Agreed. F-Line had some discussion of this in the general topics thread a couple years ago:
The T needs the project simply because Lowell is an outsized cost chew for lacking a layover yard, PAR Nashua Yard is the most logical candidate, and RUR service to Lowell run with acceptable cost recovery basically requires crossing the state line to tap Nashua Yard. The rest of the value proposition for them is simply about diverting the NH plates the sell out Lowell Garage capacity each day at the border @ South Nashua so there's more room for local increases, and expanding outright in-district reach to Vinal Sq. North Chelmsford (LRTA bus diverging point) and UMass-Lowell. Purely selfishly those require crossing the border to accomplish, so the "go it alone" efforts City of Nashua has engaged in to inoculate themselves from getting fucked over by the NH Legislature again are being enacted with *significant* egging-on from south of the border. Lifetime irrevocable MBTA trackage rights to Concord and quid-pro-quo's with PAR for use of Nashua Yard were squared 12 years ago in the GLX land swaps between state and PAR, so the ops side is all set as well as what MA "freight grants" get wink-wink reciprocal PAR self-investment for upgrading the track between state line and Nashua. All they need is somebody in NH to actually fund & design-build the stations and they're otherwise ready to push this over the finish line.

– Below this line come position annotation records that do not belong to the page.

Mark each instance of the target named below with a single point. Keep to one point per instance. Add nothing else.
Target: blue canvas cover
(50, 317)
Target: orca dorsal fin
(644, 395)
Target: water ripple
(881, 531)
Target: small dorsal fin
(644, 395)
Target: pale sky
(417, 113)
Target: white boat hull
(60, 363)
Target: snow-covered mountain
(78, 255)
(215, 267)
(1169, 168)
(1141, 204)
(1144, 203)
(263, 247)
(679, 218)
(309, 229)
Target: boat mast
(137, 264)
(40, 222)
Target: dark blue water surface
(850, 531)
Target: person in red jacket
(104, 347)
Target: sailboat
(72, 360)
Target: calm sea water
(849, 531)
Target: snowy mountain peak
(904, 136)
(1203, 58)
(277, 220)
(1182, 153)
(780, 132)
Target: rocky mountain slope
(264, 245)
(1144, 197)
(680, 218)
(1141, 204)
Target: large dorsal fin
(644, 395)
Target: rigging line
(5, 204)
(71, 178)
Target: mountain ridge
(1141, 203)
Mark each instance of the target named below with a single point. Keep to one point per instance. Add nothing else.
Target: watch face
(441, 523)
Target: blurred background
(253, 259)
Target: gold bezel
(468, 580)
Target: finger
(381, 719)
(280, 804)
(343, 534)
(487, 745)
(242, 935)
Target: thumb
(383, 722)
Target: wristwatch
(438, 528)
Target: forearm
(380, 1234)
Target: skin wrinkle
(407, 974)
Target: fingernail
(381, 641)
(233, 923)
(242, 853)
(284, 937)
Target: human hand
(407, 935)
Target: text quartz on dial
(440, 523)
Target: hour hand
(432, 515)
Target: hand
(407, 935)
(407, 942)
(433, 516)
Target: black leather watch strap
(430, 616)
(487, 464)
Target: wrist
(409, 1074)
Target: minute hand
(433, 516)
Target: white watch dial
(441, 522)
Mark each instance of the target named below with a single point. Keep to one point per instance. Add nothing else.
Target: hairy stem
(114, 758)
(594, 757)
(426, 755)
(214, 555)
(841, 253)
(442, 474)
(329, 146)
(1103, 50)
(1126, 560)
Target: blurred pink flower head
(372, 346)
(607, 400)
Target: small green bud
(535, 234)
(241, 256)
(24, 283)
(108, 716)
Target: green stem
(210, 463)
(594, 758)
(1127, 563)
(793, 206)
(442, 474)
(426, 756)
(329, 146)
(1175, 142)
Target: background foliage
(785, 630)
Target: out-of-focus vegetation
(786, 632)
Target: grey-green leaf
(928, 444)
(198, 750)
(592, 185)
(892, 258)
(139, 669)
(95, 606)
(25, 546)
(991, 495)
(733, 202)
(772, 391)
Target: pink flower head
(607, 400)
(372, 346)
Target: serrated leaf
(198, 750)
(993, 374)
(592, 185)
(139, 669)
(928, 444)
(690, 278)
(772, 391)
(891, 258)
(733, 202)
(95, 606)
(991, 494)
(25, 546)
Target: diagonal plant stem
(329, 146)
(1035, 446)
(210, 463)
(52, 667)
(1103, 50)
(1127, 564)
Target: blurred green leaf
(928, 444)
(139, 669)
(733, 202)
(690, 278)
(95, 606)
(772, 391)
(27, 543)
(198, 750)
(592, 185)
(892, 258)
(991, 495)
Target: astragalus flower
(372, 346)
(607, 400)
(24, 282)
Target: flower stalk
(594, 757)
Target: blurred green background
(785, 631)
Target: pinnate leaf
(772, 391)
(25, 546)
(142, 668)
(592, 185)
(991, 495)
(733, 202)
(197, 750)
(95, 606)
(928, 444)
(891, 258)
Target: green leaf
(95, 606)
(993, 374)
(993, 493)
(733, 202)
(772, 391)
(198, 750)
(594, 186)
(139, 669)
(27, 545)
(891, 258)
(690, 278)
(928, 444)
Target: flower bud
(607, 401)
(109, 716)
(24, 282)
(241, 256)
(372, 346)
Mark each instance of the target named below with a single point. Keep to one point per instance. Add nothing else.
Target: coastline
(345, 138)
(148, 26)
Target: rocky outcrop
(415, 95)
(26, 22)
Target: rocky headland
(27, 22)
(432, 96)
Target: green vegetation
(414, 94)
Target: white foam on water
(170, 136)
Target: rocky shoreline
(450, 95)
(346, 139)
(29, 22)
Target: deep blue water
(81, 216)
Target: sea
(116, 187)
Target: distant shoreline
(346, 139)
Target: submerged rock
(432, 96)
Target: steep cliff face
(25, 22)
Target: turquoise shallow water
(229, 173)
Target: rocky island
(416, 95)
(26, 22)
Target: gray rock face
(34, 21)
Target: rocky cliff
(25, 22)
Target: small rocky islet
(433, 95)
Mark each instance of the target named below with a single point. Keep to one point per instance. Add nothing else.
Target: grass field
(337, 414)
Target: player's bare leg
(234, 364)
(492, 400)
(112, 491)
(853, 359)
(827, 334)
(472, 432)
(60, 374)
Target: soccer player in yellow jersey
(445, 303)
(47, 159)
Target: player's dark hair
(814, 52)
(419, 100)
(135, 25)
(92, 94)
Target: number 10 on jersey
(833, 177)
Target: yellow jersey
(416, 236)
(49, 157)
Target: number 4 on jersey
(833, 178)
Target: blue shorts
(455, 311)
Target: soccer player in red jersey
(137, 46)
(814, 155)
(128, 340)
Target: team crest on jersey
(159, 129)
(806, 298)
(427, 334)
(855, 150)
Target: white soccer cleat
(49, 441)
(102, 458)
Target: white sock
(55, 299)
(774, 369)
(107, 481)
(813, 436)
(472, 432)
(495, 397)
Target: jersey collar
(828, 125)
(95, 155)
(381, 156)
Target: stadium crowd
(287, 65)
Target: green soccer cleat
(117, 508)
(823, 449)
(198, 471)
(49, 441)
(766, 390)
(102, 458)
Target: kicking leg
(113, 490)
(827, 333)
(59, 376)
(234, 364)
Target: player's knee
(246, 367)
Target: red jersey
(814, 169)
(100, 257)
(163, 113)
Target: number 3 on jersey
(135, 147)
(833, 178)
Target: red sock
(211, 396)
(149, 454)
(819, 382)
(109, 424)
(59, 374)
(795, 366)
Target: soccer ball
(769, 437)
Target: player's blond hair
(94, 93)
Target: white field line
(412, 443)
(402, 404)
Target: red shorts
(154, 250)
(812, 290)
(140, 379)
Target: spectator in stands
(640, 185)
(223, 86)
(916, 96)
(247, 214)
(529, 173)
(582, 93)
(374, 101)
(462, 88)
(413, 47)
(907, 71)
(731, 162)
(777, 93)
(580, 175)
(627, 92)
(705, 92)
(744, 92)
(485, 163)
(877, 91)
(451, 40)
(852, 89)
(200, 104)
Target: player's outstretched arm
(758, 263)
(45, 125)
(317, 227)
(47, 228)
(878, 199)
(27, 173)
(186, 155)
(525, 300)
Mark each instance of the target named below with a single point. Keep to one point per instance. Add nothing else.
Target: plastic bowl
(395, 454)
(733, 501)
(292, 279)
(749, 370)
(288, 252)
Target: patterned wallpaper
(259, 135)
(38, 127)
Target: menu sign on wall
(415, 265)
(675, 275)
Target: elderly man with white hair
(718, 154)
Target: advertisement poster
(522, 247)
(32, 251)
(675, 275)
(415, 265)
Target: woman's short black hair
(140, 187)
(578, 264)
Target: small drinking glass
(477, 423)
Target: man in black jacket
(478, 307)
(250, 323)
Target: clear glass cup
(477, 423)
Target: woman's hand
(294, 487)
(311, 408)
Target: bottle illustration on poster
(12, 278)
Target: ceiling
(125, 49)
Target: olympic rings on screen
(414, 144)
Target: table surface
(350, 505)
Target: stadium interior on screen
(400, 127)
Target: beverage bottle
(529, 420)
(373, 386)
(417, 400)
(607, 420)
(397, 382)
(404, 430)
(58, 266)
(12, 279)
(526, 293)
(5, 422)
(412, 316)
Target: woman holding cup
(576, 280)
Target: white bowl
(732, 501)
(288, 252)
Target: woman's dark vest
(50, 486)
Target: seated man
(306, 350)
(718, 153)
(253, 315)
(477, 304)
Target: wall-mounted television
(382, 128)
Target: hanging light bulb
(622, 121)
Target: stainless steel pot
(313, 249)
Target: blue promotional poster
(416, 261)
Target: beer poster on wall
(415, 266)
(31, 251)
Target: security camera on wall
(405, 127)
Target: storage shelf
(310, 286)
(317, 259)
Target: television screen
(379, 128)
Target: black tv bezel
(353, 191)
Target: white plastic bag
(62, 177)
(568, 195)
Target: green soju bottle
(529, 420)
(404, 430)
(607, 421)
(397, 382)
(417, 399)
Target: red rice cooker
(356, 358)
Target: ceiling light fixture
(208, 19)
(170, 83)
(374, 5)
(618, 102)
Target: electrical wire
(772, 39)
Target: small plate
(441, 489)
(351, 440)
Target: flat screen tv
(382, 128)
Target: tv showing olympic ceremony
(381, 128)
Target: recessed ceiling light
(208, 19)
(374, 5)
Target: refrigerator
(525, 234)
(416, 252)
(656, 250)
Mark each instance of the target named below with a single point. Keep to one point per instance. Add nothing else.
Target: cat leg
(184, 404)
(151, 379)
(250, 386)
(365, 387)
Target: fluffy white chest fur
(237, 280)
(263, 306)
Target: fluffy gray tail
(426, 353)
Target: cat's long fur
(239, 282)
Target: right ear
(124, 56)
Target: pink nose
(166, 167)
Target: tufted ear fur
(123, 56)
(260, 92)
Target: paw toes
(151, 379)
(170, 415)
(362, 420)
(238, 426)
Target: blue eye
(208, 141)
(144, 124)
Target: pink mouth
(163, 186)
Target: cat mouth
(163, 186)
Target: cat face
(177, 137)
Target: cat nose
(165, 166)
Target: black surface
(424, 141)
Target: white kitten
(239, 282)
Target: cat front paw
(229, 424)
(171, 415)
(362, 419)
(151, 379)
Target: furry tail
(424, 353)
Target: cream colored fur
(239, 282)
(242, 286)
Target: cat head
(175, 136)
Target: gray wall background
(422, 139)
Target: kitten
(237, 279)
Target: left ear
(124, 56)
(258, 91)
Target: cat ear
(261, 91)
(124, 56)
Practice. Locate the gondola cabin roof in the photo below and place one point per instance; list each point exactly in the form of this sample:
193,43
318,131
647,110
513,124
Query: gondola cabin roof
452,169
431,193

No...they're taking up parking spots in Lowell garage. That's fact, not supposition, documented to the nines in the studies. This is why there's such purely selfish, in-district motivation for hitting Nashua and why they need the minimal assist for the cross-border stations to make it happen. In-district mobility is tremendously upgraded diverting those NH plates so MA plates have a shot.
I imagine the pandemic has (temporarily?) alleviated that second problem in part, but it remains a future consideration that the lack of NH service is actively detrimental to MA residents' ability to use the existing CR, not to mention that existing service is limited (and inefficient on cost terms) because of the lack of layover. I'd agree that all of that doesn't necessarily add up to "worth it" for the cost to MA, but it absolutely does have to be factored in.